Prosecutorial misconduct is cognizable in federal habeas corpus. The appropriate standard of review is the narrow one of due process and not the broad exercise of supervisory power. Darden v. Wainwright, 477 U.S. 168, 181 (1986). A defendant's due process rights are violated when a prosecutor's misconduct renders a trial "fundamentally unfair." Id.; Smith v. Phillips, 455 U.S. 209, 219 (1982) ("the touchstone of due process analysis in cases of alleged prosecutorial misconduct is the fairness of the trial, not the culpability of the prosecutor"). Under Darden, the first issue is whether the prosecutor's remarks were improper; if so, the next question is whether such conduct infected the trial with unfairness. Tan v. Runnels, 413 F.3d 1101, 1112 (9th Cir. 2005).

In addition, a prosecutor's mischaracterization of a jury instruction is less likely to render a trial fundamentally unfair than if the trial court issues the instruction erroneously:

[A]rguments of counsel generally carry less weight with a jury than do instructions from the court. The former are not evidence, and are likely viewed as the statements of advocates; the latter, we have often recognized, are viewed as definitive and binding statements of the law. Arguments of counsel which misstate the law are subject to objection and to correction by the court. This is not to say that prosecutorial misrepresentations may never have a decisive effect on the jury, but only that they are not to be judged as having the same force as an instruction from the court.
Boyde v. California, 494 U.S. 370, 384-85 (1989) (citations omitted).
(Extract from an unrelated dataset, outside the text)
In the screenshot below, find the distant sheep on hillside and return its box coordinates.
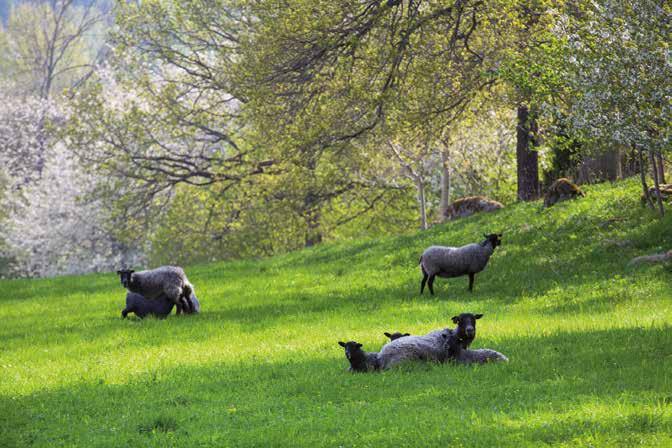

The state court's rejection of this claim was not unreasonable. As the state court recognized, taking the prosecutor's statement in context, it was reasonable to conclude that the prosecutor was arguing that the jury should base its decision on the evidence rather than on speculation. Further, the impact of any ambiguity of the prosecutor's statements was lessened by the legally correct jury instructions that were given on the definition of reasonable doubt (Ans. Ex. 2 Vol. 15, 24 RT 4612) and how the jury should deliberate (id., 24 RT 4610-4611); on the trial court's repeated advice that counsel's arguments were not evidence and, if in conflict with the instructions, were trumped by the instructions (id., 24 RT 4612-4613); and by the presumption that the jury is presumed to follow the instructions. On this record, the state courts' rejection of this claim was not contrary to, or an unreasonable application of, Supreme Court precedent. 28 U.S.C. § 2254(d).

2. Confrontation Clause

Petitioner's second claim is that his right to confrontation was violated when the trial court permitted an investigating police officer to testify as to the substance of witnesses' answers to the officers' questions.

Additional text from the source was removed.